Matte Painting
Als Matte Paintings bezeichnet man starre Hintergrundbilder, die zur Vervollständigung von Filmaufnahmen verwendet werden. Die Herstellung dieser handgefertigten Malereien ist in vielen Fällen kostengünstiger und weniger zeitaufwändig als der Bau größerer Kulissen oder der Einsatz von umfassenden 3D-Computermodellen. Sie können sowohl von Hand auf Glasflächen gemalt oder digital erstellt werden, und wurden seit dem Beginn des 20. Jahrhunderts in verschiedener Gestalt für zahlreiche Filme eingesetzt.
Klassisches Matte Painting[Bearbeiten]
Bereits zur Zeit der Schwarzweiß-Filme setzte man auf bemalte Glasflächen, die abgelichtet und mit dem zuvor erstellten Filmmaterial zusammengeführt wurden. Als Vater dieser Filmtechnik gilt der Fotograf und Regisseur Norman Dawn, sein erster Film California Missions aus dem Jahre 1907 ist somit auch der erste in dem jemals Matte Paintings verwendet wurden. Mit der Zeit mehr und mehr perfektioniert, konnten mithilfe dieser Technik in den folgenden Jahrzehnten Zeit und Geld für die Herstellung von Sets oder die Umgestaltung realer Drehorte eingespart werden.

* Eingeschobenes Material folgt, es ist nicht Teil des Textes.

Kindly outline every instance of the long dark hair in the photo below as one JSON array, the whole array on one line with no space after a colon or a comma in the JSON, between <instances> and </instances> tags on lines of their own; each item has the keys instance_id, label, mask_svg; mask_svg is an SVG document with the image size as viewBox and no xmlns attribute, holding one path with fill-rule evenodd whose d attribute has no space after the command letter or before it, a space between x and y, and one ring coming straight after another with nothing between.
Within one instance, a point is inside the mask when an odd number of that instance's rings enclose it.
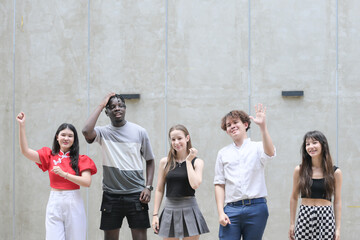
<instances>
[{"instance_id":1,"label":"long dark hair","mask_svg":"<svg viewBox=\"0 0 360 240\"><path fill-rule=\"evenodd\" d=\"M169 139L170 139L170 133L174 130L180 130L184 133L185 137L189 136L189 141L186 144L186 152L189 153L190 152L190 148L192 148L192 144L191 144L191 138L190 138L190 134L189 131L186 129L186 127L184 125L181 124L177 124L175 126L172 126L169 130ZM166 167L165 167L165 176L168 174L168 172L172 169L175 168L176 164L175 164L175 158L176 158L176 150L172 147L171 144L171 140L170 140L170 150L168 153L168 157L167 157L167 163L166 163Z\"/></svg>"},{"instance_id":2,"label":"long dark hair","mask_svg":"<svg viewBox=\"0 0 360 240\"><path fill-rule=\"evenodd\" d=\"M70 147L70 166L74 169L76 175L79 175L79 138L77 135L76 128L70 123L63 123L59 126L58 130L55 133L53 146L52 146L52 154L56 155L60 151L60 145L57 141L57 137L59 133L64 129L70 129L74 133L74 143Z\"/></svg>"},{"instance_id":3,"label":"long dark hair","mask_svg":"<svg viewBox=\"0 0 360 240\"><path fill-rule=\"evenodd\" d=\"M299 188L302 196L311 196L312 184L312 161L310 155L306 151L306 140L313 139L321 144L321 168L324 176L326 199L331 199L335 189L334 166L330 155L329 144L323 133L320 131L307 132L301 146L302 163L300 165Z\"/></svg>"}]
</instances>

Auch nicht existierende Schauplätze konnten so mit großer Freiheit gestaltet werden. Vor dem Aufkommen der Computergrafik in der Filmbranche (computer generated imagery, CGI) gab es zur Verwendung von Matte Paintings in diesem Punkt kaum Alternativen. Bis hin zu den Indiana Jones-Filmen blieb diese Technik daher ein grundlegendes Werkzeug für die Filmproduktion, weshalb Firmen wie beispielsweise Industrial Light and Magic ihre eigenen Abteilungen hierfür unterhielten. Die für diese Arbeit benötigten Künstler mussten in ihren Werken Objekte und Landschaften nahezu perfekt wiedergeben oder auch glaubhaft neu erschaffen können. Wichtig für den Einsatz dieser Gemälde war die Planung des Inhalts und des Aufbaus. Besondere Aufmerksamkeit galt dabei der Wahrnehmung des Zuschauers, dessen Augen durch die Komposition und die Helligkeitsverteilung gezielt zu den entscheidenden Inhalten des Bildes und den eingefügten Filmszenen geführt werden sollte. Die Bildaussage musste zudem schnell erkenntlich sein, da die meisten Matte Paintings weniger als zehn Sekunden im Film zu sehen waren. Je später der nächste Schnitt folgt, desto eher wird dem Zuschauer bewusst, dass es sich um eine gemalte Umgebung handelt. Auch viele Schauplätze der Klassischen Trilogie von Star Wars wurden mittels Matte Painting umgesetzt, darunter die Landschaften von Planeten wie Tatooine oder Yavin IV und die verschiedenen großräumigen Hangars.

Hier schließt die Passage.